Kisah KH Abdullah Sajjad, Sang Martir Kemerdekaan Warga dan Santrinya
LADUNI.ID, Jakarta - Kemerdekaan bangsa Indonesia 74 tahun yang silam tidak diperoleh dari pemberian bangsa lain, melainkan dari ikhtiar putra-putri terbaik bangsa ini. Termasuk juga upaya-upaya menjaga ‘bayi’ kedaulatan di dalamnya. Berbagai macam cara mulai dari adu kekuatan fisik di medan perang hingga jalur diplomasi politik di atas meja perundingan berlangsung dan dilalui nyaris tanpa putus. Yang dikorbankan juga tak sekadar harta benda, namun juga jiwa tanpa pandang usia dan jenis kelamin.

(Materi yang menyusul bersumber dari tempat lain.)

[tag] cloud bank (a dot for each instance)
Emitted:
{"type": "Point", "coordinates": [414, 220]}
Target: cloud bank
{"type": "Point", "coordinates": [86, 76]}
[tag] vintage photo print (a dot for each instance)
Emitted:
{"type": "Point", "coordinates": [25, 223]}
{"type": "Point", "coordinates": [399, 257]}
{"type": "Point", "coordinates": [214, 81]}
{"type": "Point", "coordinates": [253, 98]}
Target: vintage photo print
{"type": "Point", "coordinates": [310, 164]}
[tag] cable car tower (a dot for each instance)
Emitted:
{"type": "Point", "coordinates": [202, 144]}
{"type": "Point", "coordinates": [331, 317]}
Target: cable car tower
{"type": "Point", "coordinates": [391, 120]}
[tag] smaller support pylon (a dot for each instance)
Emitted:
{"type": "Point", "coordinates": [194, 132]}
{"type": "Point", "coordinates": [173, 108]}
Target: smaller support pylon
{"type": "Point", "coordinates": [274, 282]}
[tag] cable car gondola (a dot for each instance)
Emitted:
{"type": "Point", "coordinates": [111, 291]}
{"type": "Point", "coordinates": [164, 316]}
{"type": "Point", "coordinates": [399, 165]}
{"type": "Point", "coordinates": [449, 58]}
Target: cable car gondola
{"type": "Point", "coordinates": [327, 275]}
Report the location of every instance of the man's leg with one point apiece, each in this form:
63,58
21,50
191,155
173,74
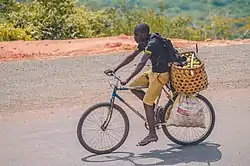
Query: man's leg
142,80
153,92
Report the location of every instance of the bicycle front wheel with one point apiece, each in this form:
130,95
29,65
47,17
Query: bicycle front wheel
190,135
91,134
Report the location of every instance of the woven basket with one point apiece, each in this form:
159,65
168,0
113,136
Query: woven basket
187,80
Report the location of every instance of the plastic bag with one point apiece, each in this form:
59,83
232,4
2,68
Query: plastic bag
187,112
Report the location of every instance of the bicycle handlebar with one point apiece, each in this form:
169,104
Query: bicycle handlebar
110,74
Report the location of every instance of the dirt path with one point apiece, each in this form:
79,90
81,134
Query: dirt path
42,100
49,49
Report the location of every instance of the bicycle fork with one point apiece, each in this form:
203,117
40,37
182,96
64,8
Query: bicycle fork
107,121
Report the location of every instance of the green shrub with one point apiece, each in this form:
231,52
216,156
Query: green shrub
9,33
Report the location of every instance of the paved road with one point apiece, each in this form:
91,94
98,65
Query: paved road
41,102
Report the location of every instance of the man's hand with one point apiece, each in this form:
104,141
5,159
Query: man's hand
109,72
124,82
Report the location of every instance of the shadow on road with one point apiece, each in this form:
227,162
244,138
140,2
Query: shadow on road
203,153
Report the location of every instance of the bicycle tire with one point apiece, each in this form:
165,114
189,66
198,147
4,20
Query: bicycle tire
84,116
209,131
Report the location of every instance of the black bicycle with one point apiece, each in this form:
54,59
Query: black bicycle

Di wilayah Madura yang relatif jauh dari hiruk pikuk perang besar seperti salah satunya perang Jawa (1825 M), tidak berarti sepi sama sekali dari perlawanan lokal. Sikap patriotik rakyat Madura yang lebih didasari oleh tradisi menjaga kehormatan dan harga diri serta cinta tanah air dibanding menjaga nyawa, membuat para pejuangnya lebih tidak takut mati.

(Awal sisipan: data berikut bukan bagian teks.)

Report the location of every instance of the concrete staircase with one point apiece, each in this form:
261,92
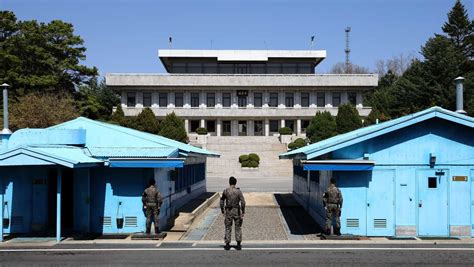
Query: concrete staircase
231,147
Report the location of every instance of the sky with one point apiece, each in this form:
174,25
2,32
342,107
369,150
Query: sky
125,35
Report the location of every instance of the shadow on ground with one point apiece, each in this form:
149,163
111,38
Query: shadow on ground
298,220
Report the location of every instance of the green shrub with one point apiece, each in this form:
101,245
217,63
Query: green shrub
300,142
243,158
285,131
254,157
201,131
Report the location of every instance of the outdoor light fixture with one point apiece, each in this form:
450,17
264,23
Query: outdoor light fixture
432,160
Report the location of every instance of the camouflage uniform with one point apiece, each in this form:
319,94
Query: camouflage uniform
332,200
232,212
151,199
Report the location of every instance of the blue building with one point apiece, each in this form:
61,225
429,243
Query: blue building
412,176
82,175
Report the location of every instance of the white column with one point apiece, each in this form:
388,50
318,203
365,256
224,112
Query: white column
267,127
219,127
58,205
298,127
186,125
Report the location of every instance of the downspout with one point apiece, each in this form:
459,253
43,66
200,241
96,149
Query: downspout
5,133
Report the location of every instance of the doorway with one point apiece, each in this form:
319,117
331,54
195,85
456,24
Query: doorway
432,202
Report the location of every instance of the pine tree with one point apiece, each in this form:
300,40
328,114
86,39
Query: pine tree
322,126
173,127
347,119
146,122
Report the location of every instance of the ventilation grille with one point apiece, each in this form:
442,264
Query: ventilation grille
106,221
354,223
17,221
380,223
130,221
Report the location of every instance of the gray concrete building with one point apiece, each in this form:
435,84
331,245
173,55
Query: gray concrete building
241,92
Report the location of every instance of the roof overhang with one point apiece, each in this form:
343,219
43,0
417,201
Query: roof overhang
338,165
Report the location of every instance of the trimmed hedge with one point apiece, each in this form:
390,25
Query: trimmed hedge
285,131
201,131
251,161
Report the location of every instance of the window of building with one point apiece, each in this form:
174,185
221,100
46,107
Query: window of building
147,99
304,125
273,100
336,99
194,100
211,126
178,67
321,99
131,100
226,99
274,125
352,98
305,100
178,99
209,68
163,99
194,125
257,100
290,124
289,100
211,99
194,68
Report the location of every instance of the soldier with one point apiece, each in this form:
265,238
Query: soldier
233,212
151,199
332,200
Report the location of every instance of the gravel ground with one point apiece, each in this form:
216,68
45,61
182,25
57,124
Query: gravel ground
260,223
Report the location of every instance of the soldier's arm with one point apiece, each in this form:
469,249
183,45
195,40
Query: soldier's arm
222,201
242,202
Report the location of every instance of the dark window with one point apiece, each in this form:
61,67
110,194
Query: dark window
352,98
289,100
258,128
305,100
336,99
147,99
274,125
226,128
178,99
257,99
211,126
273,100
194,100
290,124
226,99
194,125
211,99
178,67
131,101
163,99
194,68
242,101
210,68
304,125
321,99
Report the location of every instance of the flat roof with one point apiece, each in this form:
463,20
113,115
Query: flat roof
243,55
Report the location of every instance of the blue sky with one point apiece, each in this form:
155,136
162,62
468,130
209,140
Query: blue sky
124,35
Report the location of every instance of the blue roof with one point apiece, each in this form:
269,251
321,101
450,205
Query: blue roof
362,134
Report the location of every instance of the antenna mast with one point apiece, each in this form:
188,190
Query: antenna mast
347,50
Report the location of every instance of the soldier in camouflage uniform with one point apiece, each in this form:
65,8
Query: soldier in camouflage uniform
151,199
332,200
233,212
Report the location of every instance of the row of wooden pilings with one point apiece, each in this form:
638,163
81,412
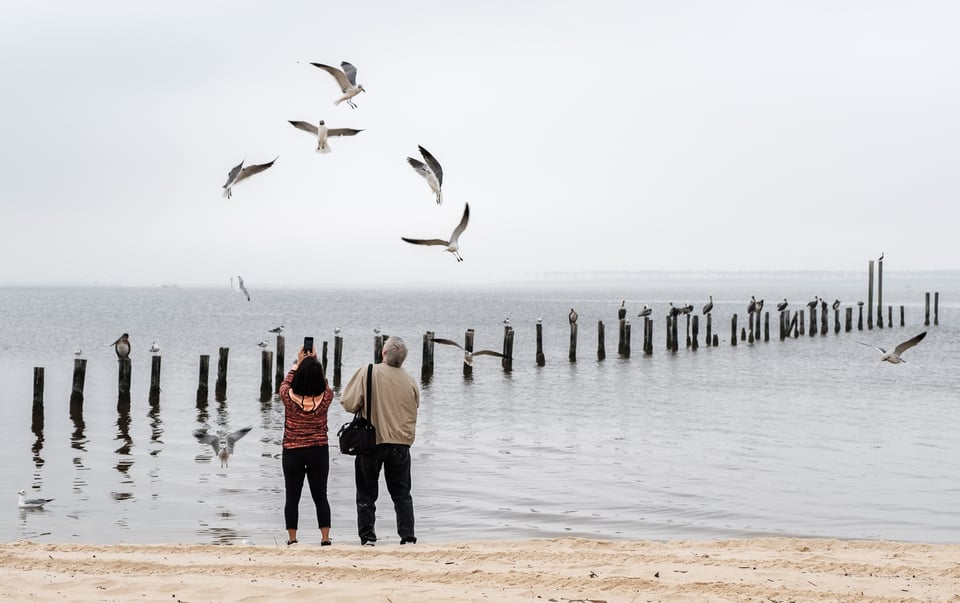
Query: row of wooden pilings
791,324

Penulis jadi teringat pada kisah terbunuhnya Pangeran Adipati Cakraningrat III (Sedingkapal) dan beberapa putranya di atas kapal VOC setelah mengamuk dengan menghabisi beberapa serdadu Belanda (diceritakan bahwa seluruh serdadu di kapal itu hampir habis dibunuh sang Pangeran bersama putranya dan beberapa pengikutnya) hanya karena sekadar salah paham mengenai perbedaan tradisi.

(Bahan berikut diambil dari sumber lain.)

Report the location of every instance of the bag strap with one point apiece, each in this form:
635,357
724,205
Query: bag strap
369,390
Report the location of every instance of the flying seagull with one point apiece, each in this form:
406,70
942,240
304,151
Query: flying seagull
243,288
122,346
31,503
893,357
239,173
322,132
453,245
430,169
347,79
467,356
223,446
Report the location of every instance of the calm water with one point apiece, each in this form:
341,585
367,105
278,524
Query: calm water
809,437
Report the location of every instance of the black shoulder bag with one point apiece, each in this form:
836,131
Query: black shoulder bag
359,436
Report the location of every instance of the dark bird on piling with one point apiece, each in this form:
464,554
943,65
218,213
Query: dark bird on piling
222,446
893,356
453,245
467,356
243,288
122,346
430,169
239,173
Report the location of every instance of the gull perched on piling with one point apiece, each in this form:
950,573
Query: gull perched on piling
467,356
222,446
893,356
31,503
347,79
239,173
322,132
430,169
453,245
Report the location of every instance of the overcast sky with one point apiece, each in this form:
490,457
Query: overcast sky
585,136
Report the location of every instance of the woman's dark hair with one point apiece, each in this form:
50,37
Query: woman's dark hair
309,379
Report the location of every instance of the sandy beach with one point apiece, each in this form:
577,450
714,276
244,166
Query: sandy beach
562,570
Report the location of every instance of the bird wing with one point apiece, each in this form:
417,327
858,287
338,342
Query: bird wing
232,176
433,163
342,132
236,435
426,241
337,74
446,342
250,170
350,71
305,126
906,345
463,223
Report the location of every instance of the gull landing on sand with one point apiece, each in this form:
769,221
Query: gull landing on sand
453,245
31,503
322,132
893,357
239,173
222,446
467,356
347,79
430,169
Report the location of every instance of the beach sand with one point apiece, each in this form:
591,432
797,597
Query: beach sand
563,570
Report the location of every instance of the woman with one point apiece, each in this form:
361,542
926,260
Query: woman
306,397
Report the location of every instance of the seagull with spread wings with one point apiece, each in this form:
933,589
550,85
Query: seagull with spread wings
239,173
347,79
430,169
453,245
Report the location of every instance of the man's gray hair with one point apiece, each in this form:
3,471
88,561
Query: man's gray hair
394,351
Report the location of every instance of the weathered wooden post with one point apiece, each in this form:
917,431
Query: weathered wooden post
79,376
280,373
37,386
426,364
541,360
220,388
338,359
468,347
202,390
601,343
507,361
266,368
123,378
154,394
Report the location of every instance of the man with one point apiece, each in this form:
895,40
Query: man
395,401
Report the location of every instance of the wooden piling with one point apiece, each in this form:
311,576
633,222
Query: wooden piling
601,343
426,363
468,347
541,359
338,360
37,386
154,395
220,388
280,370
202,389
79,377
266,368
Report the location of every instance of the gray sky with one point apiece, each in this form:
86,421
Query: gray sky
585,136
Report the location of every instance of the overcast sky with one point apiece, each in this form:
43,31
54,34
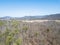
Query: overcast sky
19,8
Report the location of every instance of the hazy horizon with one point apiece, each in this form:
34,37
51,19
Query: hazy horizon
20,8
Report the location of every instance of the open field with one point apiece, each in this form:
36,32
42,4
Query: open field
29,32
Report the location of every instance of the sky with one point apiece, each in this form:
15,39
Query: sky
20,8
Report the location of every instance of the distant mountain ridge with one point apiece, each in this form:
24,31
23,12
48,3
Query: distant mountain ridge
48,17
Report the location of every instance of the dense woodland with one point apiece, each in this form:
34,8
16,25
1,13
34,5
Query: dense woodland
17,32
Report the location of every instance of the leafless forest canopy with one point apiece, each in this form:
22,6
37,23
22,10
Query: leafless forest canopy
29,32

Dalam skala makro (membela kebenaran universal), adu fisik ini menjadi perlawanan patriotik yang tidak bisa patah hanya karena hilangnya nyawa. Karena pada hakikatnya kebenaran merupakan akar yang bisa menumbuhkan kembali dedaunan yang berguguran akibat musim kemarau. Mungkin inilah salah satu alasan yang membuat beberapa putra-putri terbaik Madura rela kehilangan nyawanya, bahkan saat udara kemerdekaan sudah menggantikan pengapnya penjajahan pasca 17 Agustus 1945. Seperti yang terjadi pada KH Abdullah Sajjad dan Letnan R Mohammad Ramli. Dua di antara bunga-bunga bangsa yang namanya tetap harum hingga kini, khususnya di Sumenep Madura.
Memuat Komentar ...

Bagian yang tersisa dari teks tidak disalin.